Jung L J, Chan C F, Glazer A N
Department of Molecular and Cell Biology, University of California, Berkeley 94720, USA.
J Biol Chem. 1995 May 26;270(21):12877-84. doi: 10.1074/jbc.270.21.12877.
The rod substructures of the Anabaena sp. PCC 7120 phycobilisome contain the light harvesting proteins C-phycocyanin and phycoerythrocyanin (PEC). Even at low light intensities, PEC represents no more than 5% of the phycobilisome protein. The beta subunits of both proteins carry thioether-linked phycocyanobilin (PCB) at beta-Cys-82 and beta-Cys-155; however, C-phycocyanin has PCB at alpha-Cys-84 whereas PEC alpha subunit carries phycobiliviolin at this position. The Anabaena sp. PCC 7120 pec operon is made up of five genes. PecB and pecA encode the beta and alpha subunits of PEC, pecC encodes a linker polypeptide associated with PEC in the rod substructure, and pecE and pecF are genes of unknown function that show a high degree of homology to cpcE and cpcF, that encode a C-phycocyanin alpha subunit PCB lyase (Fairchild, C. D., Zhao, J., Zhou, J., Colson, S. E., Bryant, D. A., and Glazer, A. N. (1992) Proc. Natl. Acad. Sci. U.S.A. 89, 7017-7021). Insertional mutants in pecE and pecF, and an interposon mutant in which a portion of both pecE and pecF was deleted, were constructed. All three types of mutants grew 1.3 times slower than wild-type under limiting light conditions and showed a 20% reduction in the PCB content of whole cells relative to chlorophyll alpha. Holo-PEC was missing from the phycobilisomes of all three types of mutants and the level of the PEC linker polypeptide was reduced relative to the wild-type. However, approximately 30% of the wild-type level of the PEC beta subunit was present in all of these phycobilisomes. In contrast, the PEC alpha subunit was barely detectable in the pecE and pecF mutants, but was present in the pecEF deletion mutant as a PCB-adduct in a 1:1 ratio with the PEC beta subunit. The identity of this "unnatural" adduct was confirmed by isolation of the subunit and amino-terminal sequencing. These biochemical results support the inference that pecE and pecF encode a PEC alpha subunit phycobiliviolin lyase, and, in conjunction with earlier findings, demonstrate that phycobiliprotein bilin lyases show high selectivity (rather than absolute specificity) for both the bilin and the polypeptide substrate.

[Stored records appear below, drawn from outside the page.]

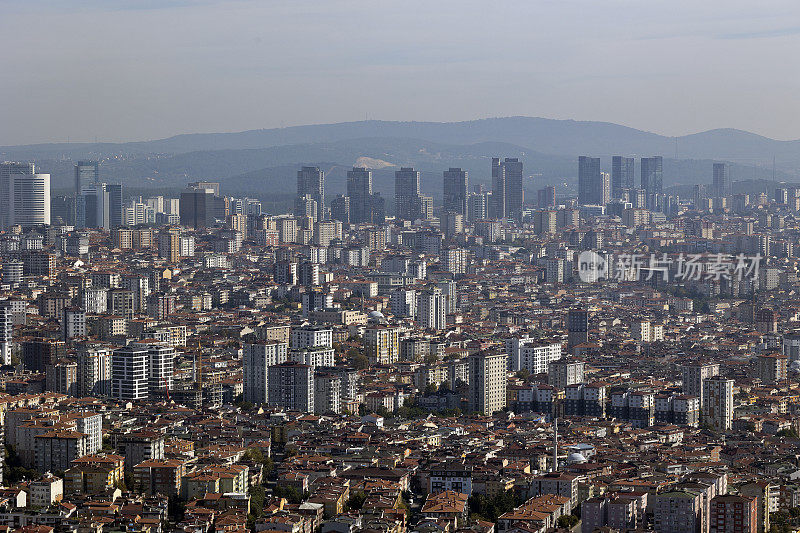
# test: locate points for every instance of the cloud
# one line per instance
(762, 34)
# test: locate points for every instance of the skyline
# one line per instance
(150, 70)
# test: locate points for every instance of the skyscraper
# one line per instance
(197, 207)
(652, 178)
(8, 169)
(590, 186)
(515, 194)
(6, 332)
(407, 198)
(340, 209)
(114, 191)
(498, 207)
(27, 199)
(456, 184)
(622, 175)
(311, 182)
(507, 191)
(547, 197)
(87, 177)
(359, 190)
(719, 182)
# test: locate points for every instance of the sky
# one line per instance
(122, 70)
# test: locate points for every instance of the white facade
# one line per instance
(94, 372)
(431, 310)
(403, 302)
(487, 382)
(310, 337)
(320, 356)
(129, 373)
(256, 360)
(531, 354)
(291, 386)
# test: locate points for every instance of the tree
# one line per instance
(14, 471)
(360, 362)
(254, 454)
(567, 521)
(257, 495)
(356, 501)
(288, 492)
(490, 508)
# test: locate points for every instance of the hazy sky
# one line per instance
(120, 70)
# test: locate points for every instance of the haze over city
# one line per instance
(128, 71)
(399, 267)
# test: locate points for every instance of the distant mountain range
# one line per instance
(259, 162)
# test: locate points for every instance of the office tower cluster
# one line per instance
(24, 196)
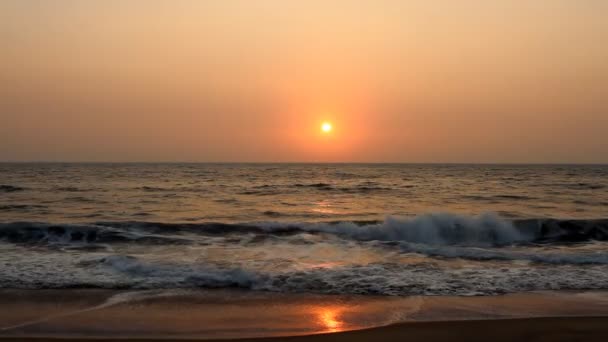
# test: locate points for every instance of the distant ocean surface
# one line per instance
(320, 228)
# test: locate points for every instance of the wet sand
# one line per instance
(527, 329)
(100, 315)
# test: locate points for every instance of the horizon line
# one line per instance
(301, 162)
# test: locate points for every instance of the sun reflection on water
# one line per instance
(329, 318)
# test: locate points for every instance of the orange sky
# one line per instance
(241, 80)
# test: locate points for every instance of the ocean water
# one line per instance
(338, 229)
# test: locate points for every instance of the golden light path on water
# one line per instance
(329, 318)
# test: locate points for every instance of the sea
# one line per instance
(354, 229)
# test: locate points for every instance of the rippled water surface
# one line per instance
(300, 192)
(339, 229)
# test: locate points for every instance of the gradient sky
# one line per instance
(244, 80)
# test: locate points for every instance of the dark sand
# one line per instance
(527, 329)
(107, 315)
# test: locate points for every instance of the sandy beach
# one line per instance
(531, 329)
(110, 315)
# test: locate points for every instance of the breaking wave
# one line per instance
(437, 229)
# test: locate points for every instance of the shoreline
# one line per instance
(221, 315)
(516, 329)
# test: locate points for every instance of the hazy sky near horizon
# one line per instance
(241, 80)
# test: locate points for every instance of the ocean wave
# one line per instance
(437, 229)
(43, 233)
(130, 272)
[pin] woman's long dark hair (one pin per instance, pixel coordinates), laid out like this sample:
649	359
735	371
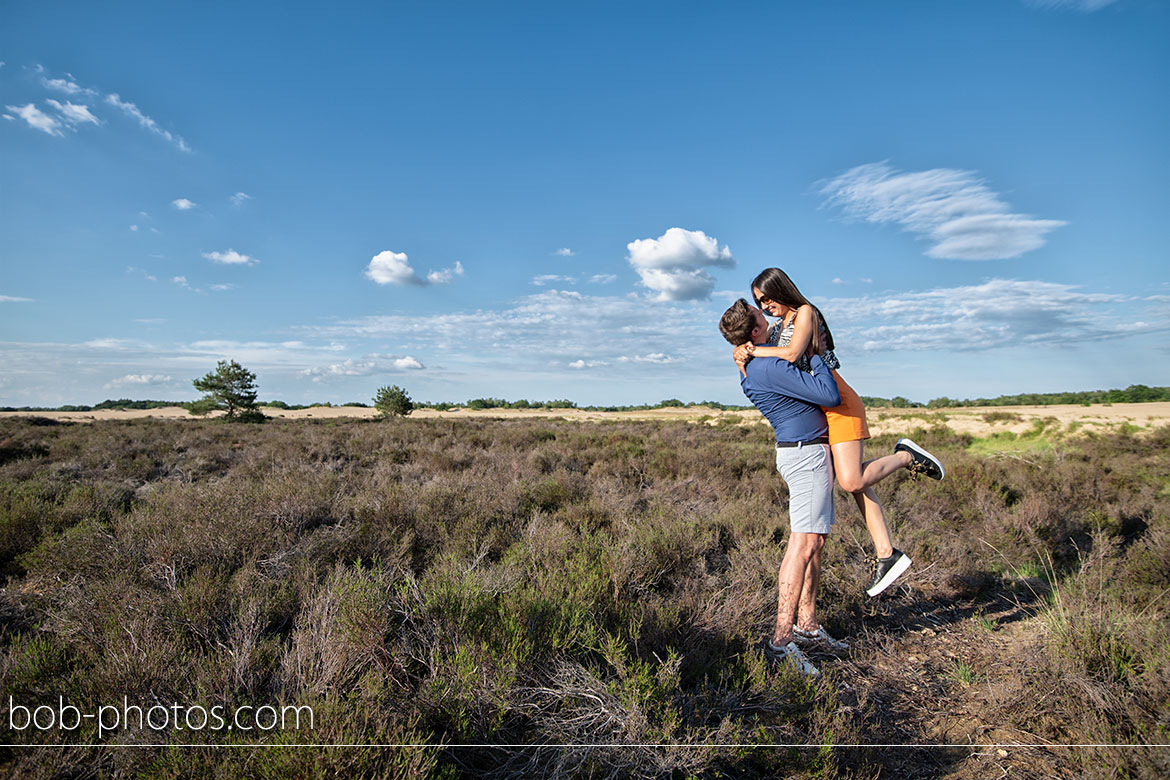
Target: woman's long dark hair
779	288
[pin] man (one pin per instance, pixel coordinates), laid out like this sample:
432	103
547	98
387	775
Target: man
791	400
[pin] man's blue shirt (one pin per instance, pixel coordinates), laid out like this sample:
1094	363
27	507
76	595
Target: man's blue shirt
791	399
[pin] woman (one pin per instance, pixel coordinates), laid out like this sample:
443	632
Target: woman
800	331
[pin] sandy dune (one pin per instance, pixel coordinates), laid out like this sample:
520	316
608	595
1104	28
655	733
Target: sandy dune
972	420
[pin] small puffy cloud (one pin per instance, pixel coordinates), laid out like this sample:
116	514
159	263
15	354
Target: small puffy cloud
394	268
145	122
36	119
674	263
954	209
231	257
74	114
138	380
446	275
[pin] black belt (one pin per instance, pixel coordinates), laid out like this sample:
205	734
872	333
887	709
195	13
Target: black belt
821	440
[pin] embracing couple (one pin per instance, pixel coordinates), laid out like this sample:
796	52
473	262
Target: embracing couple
789	371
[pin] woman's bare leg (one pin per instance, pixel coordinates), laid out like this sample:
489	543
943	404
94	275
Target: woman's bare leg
853	476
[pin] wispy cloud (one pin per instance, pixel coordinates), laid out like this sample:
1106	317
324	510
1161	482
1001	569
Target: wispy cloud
231	257
1086	6
74	114
955	209
394	268
541	280
364	366
996	313
673	264
68	85
138	380
36	119
145	122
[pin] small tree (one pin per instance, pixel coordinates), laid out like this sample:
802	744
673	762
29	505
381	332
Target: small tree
229	387
392	401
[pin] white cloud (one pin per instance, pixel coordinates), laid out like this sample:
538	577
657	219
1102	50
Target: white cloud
546	278
673	263
996	313
394	268
231	257
653	357
68	87
74	114
952	208
446	275
36	118
138	380
145	122
1086	6
365	366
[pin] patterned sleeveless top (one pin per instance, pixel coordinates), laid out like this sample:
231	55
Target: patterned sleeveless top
778	336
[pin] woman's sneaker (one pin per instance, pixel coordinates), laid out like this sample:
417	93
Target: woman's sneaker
819	639
922	462
791	655
888	570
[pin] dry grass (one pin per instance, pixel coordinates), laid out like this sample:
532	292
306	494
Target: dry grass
552	584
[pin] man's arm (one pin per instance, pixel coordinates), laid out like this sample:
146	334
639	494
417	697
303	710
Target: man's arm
819	387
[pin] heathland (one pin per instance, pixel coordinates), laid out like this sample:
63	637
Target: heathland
536	596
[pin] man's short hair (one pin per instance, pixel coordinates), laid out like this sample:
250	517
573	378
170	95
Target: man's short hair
737	323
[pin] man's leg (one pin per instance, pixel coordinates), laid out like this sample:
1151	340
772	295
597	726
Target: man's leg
806	611
803	549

鱼腥藻PCC 7120藻胆体的杆状亚结构包含光捕获蛋白C-藻蓝蛋白和藻红胆素蛋白(PEC)。即使在低光照强度下,PEC也仅占藻胆体蛋白的5% 。这两种蛋白的β亚基在β-Cys-82和β-Cys-155处携带硫醚连接的藻蓝胆素(PCB);然而,C-藻蓝蛋白在α-Cys-84处有PCB,而PEC的α亚基在此位置携带藻胆紫素。鱼腥藻PCC 7120的pec操纵子由五个基因组成。PecB和pecA编码PEC的β和α亚基,pecC编码与杆状亚结构中的PEC相关的连接多肽,pecE和pecF是功能未知的基因,与编码C-藻蓝蛋白α亚基PCB裂合酶的cpcE和cpcF具有高度同源性(Fairchild, C. D., Zhao, J., Zhou, J., Colson, S. E., Bryant, D. A., and Glazer, A. N. (1992) Proc. Natl. Acad. Sci. U.S.A. 89, 7017 - 7021)。构建了pecE和pecF的插入突变体以及一个同时缺失pecE和pecF部分序列的插入子突变体。在限制光照条件下,所有这三种类型的突变体生长速度比野生型慢1.3倍,并且相对于叶绿素α,全细胞中的PCB含量降低了20% 。所有这三种类型的突变体的藻胆体中均缺失全藻胆素蛋白PEC,并且PEC连接多肽的水平相对于野生型有所降低。然而,在所有这些藻胆体中都存在约30%野生型水平的PECβ亚基。相比之下,在pecE和pecF突变体中几乎检测不到PECα亚基,但在pecEF缺失突变体中,它以与PECβ亚基1:1的比例作为PCB加合物存在。通过亚基分离和氨基末端测序证实了这种“非天然”加合物的身份。这些生化结果支持了pecE和pecF编码PECα亚基藻胆紫素裂合酶的推断,并且与早期发现一起,证明了藻胆蛋白胆素裂合酶对胆素和多肽底物都具有高选择性(而非绝对特异性)。